Well that was a long two weeks! Now after the Christmas break, the Point 101 blog is back with the second part of our look-at of the Barbican’s current exhibition ‘Constructing Worlds: Photography and Architecture in the Modern Age’. This one closes on Jan 11 so not long left to catch it.
I ended the last post with some of the photographers represented who were making work in the 1920’s and 30’s; Walker Evans and Berenice Abbott. This post begins with the beginnings of a new generation of photographic practice from the husband and wife duo Bernd and Hilla Becher who are represented in the Barbican exhibition with a grid of their iconic water-tower series.
The pair, like Evans, were interested in the vernacular architecture of a region (this time the Ruhr) and its uncertain future. Their focus was on industry and the socio-economic implications of this particular architecture and, over the course of their career, they would photograph structures such as blast furnaces, cooling towers or gas holders all over the world. The images were always taken, or made, from a very particular straight forward and raised angle. Instead of the photographer looking up at these structures dotted high on the landscape, they were photographing them as structural equals. The Becher’s referred to the structures they photographed as ‘anonymous sculptures’ and the sculptural angle to their work was recognised in the Sculpture award from the Venice Bienniale in 1990.
The legacy of the Becher’s, both their style and work as a teachers at the Kunstakademie Düsseldorf, is far reaching and well charted in the Barbican exhibition with students including Thomas Struth and Andreas Gursky. Gursky is represented here with two photographs. Paris, Montparnasse (1993) takes Jean Dubuisson’s Mouchotte Building as its subject. This 1996 landmark is Paris’ largest purpose built residential block (over 20 stories high) and, shooting as the Becher’s did from a raised angle and straight-on, the building seems literally too big for the camera lens to take in becoming abstracted by the hundreds of coloured shutters and windows.
In the second image, Sao Paulo, Sé (2002) we see the various levels of an underground station with people layered on its platforms and concrete swirls like a cake. Gurksy’s images seem to be pregnant with so much visual detail, yet also not be able to hold all this information which spills over the photographic dimensions.
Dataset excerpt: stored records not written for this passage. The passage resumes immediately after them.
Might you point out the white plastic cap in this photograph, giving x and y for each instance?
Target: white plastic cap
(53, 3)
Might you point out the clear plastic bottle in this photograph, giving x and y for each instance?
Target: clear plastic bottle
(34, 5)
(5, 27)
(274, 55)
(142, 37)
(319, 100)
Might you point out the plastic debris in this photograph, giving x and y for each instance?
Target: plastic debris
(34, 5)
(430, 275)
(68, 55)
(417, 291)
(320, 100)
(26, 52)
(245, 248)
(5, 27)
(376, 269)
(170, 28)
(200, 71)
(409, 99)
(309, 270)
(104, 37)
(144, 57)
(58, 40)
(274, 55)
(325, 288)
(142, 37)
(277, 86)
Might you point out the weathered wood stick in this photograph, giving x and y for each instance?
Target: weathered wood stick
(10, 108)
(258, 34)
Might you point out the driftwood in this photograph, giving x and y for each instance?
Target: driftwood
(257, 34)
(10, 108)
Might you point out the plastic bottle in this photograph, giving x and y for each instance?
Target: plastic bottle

Stephen Shore’s photographs are a welcome splash of colour in this part of the show. Present as a teenager on the Andy Warhol Factory scene in the early 1970’s, Shore had also been awarded, aged just 24, a solo exhibition at The MET. Following that accolade, inspired by the travels of Jack Kerouac and also on the recommendation of Hilla Becher who he met at an exhibition opening in New York, Shore proceeded to embark on a series of road trips across America photographing main streets. Shore was not interested in them as common locations (gas station, diner, general store etc.) but what made them ‘quintessentially’ common. The results are like constructed film sets, uncannily regular, oddly unreal. They are so generic as to make them not generic at all and the people inhabiting them seem lost, they could have just murdered their spouse, realised the pointlessness and insignificance of their existence or just be extras, not relevant to reality at all.
Stephen Shore, Beverly Boulevard and La Brea Avenue, LosAngeles, CA, 21 June 1974
It is a treat elsewhere to see Ruscha’s Thirty Four Parking Lots in Los Angeles (1967) which breaks from his ‘no-style’ style and photographs the parking lots from a helicopter in collaboration with professional aerial photographer Art Alanis. These prints are also a much larger format than we usually expect from Ruscha, who was a prolific book-maker producing sixteen smaller photographic books between 1962 and 1978. There aerial shots, at 8 x 10 are photographed straight down looking at the parking lots and have an abstract quality yet, in the context of modern warfare and surveillance society it is hard not to see something sinister in them, predatory. Now of course, we spend our time browsing top ten website’s of aerial photography obsessed with strange forms, unexplained architectures, secret North Korean gulags or barcodes etched into the Gobi desert.